= Peter Hastings (journalist) =

Australian journalist and editor

Peter Dunstan Hastings (1920–1990) was an Australian journalist and editor. He was editor of Consolidated Press's Bulletin (1962–64), and foreign affairs writer for News Ltd's Australian (1966–70) and John Fairfax & Sons Ltd's Sydney Morning Herald (1970–74, 1976–90). As a journalist specializing in Indonesia and Papua New Guinea, Hastings became a respected figure in both of these countries, despite being banned from Indonesia on two occasions. He also enjoyed good relationships with embassies and Australian Government officials in Canberra.

== Life and career ==
Hastings was born on 1 October 1920 at Wahroonga in Sydney. He attended Sydney Grammar School and matriculated in 1941, before attending the University of Sydney without graduating. In May 1941 he enlisted in the Citizen Military Forces and in 1942 transferred to the Australian Imperial Force (AIF) As a sergeant in intelligence, he served with the Central Bureau, a code-breaking signals unit and with the Far Eastern Liaison Office. On 3 July 1944 he was discharged from the AIF as medically unfit.

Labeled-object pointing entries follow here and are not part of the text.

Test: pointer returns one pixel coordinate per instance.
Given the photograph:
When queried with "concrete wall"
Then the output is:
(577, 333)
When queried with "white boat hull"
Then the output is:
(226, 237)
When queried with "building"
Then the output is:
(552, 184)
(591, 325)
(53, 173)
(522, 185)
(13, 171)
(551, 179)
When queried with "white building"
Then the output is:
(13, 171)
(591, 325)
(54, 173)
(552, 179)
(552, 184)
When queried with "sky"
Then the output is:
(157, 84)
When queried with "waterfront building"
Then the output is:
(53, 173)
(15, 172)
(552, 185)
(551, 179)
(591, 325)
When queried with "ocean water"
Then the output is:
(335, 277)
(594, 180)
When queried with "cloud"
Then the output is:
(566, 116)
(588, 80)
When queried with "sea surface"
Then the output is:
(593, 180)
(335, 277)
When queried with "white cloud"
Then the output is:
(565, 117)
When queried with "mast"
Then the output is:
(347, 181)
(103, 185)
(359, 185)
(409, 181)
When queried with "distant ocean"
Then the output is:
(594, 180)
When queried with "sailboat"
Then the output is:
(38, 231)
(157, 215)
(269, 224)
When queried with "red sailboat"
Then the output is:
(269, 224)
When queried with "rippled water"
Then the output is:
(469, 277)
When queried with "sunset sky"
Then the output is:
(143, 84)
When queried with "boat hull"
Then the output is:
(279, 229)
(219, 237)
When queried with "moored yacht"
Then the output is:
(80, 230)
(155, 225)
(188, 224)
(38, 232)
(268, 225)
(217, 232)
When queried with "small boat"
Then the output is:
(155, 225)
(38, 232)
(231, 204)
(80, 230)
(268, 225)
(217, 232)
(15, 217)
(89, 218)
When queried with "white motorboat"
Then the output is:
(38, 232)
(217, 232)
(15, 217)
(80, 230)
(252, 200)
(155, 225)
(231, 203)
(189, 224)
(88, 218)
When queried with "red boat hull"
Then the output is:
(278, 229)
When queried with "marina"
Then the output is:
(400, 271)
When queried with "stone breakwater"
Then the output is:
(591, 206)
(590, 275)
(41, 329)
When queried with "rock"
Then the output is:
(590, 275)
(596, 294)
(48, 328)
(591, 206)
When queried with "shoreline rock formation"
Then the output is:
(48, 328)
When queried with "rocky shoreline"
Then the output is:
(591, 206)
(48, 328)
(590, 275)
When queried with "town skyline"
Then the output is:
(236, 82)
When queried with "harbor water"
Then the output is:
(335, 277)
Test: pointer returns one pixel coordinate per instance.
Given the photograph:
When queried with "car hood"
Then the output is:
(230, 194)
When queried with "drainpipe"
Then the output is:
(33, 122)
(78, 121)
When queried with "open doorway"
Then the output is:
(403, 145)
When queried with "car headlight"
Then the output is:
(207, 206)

After the War, Hastings realised an aptitude for journalism by joining Consolidated Press Ltd. He was posted to New York City in 1948. For the next six years, Hasting provided daily dispatches to the Daily Telegraph in which he closely followed the activities of the United Nations.

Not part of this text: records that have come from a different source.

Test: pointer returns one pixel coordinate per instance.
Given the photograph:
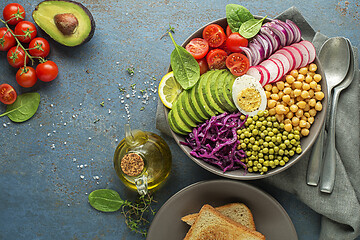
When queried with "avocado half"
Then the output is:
(67, 22)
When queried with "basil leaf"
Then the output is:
(186, 68)
(24, 107)
(250, 28)
(105, 200)
(236, 15)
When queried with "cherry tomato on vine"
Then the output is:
(39, 47)
(26, 77)
(214, 34)
(7, 40)
(235, 41)
(228, 31)
(238, 64)
(25, 31)
(13, 13)
(216, 59)
(203, 65)
(47, 71)
(198, 47)
(16, 57)
(7, 94)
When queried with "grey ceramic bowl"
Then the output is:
(306, 142)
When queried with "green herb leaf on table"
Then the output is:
(236, 15)
(105, 200)
(186, 68)
(250, 28)
(23, 108)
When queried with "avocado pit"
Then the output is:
(66, 23)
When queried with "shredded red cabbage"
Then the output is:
(215, 141)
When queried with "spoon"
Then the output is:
(335, 58)
(328, 175)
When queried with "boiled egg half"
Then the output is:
(248, 95)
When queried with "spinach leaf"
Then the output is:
(24, 107)
(250, 28)
(105, 200)
(236, 15)
(185, 67)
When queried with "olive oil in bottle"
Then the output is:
(142, 160)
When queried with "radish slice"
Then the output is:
(266, 74)
(273, 69)
(256, 73)
(297, 55)
(305, 53)
(281, 69)
(284, 60)
(289, 56)
(310, 47)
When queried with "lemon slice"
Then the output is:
(169, 90)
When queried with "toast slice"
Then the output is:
(238, 212)
(212, 225)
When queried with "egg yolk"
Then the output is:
(249, 99)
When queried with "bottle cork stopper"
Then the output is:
(132, 164)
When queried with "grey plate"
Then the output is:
(306, 142)
(270, 217)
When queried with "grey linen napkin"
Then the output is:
(340, 210)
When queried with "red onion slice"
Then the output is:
(296, 29)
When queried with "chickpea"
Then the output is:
(308, 79)
(300, 78)
(312, 67)
(274, 89)
(312, 102)
(294, 73)
(318, 106)
(317, 77)
(295, 121)
(287, 90)
(280, 85)
(303, 70)
(294, 108)
(272, 103)
(319, 96)
(274, 96)
(304, 132)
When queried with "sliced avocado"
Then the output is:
(187, 108)
(171, 120)
(209, 89)
(199, 95)
(194, 105)
(179, 107)
(67, 22)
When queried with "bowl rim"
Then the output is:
(241, 174)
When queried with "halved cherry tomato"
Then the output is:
(228, 31)
(13, 13)
(216, 59)
(237, 63)
(198, 47)
(26, 77)
(7, 94)
(39, 47)
(235, 41)
(16, 57)
(25, 31)
(7, 40)
(47, 71)
(214, 34)
(203, 65)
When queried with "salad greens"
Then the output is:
(250, 28)
(23, 108)
(236, 15)
(186, 68)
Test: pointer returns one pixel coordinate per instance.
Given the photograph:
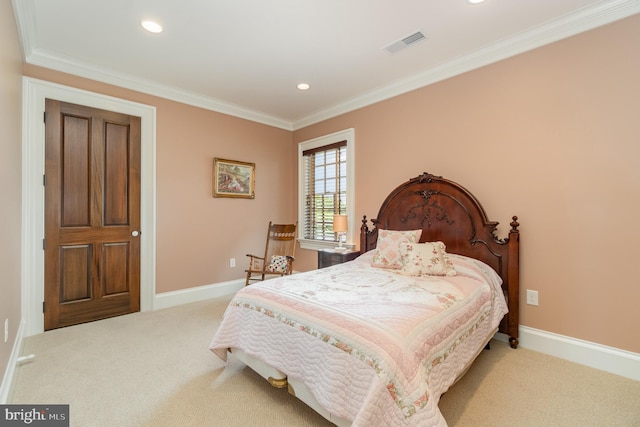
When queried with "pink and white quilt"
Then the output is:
(373, 346)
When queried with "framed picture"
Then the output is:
(233, 179)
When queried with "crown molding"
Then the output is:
(557, 29)
(550, 32)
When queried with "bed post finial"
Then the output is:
(514, 224)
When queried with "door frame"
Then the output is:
(34, 93)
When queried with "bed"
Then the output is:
(378, 340)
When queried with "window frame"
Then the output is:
(326, 140)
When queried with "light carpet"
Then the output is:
(155, 369)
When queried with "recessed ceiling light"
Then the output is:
(151, 26)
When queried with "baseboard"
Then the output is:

Hastings was also the executive officer of the ‘think tank’, the Council on New Guinea Affairs which he founded with (Sir) John Kerr, and was senior research fellow at the Strategic and Defence Studies Centre, Australian National University, in Canberra from 1974 to 1976.

Hastings was banned from Indonesia for reporting on its military preparation for the 1975 invasion of East Timor and in 1984 for reporting on the death of anthropologist Arnold Ap in Irian Jaya.

On 26 January 1990, Hastings was awarded an Australia Day Honour for service to journalism.

== Personal life ==
Hastings married Scottish-born Jeanette (Jan) Duncan England on 7 March 1946 at Harbord Presbyterian Church, Freshwater, New South Wales. Hastings had two sons with his wife before divorcing in 1980. Hastings then married Jolika Barbara Tie, née Bartsch, on 28 March 1981 at the Registry of Births, Deaths and Marriages, Sydney.

After years of emphysema and ischaemic heart disease, Hastings died on 7 August 1990 at his home at Manly.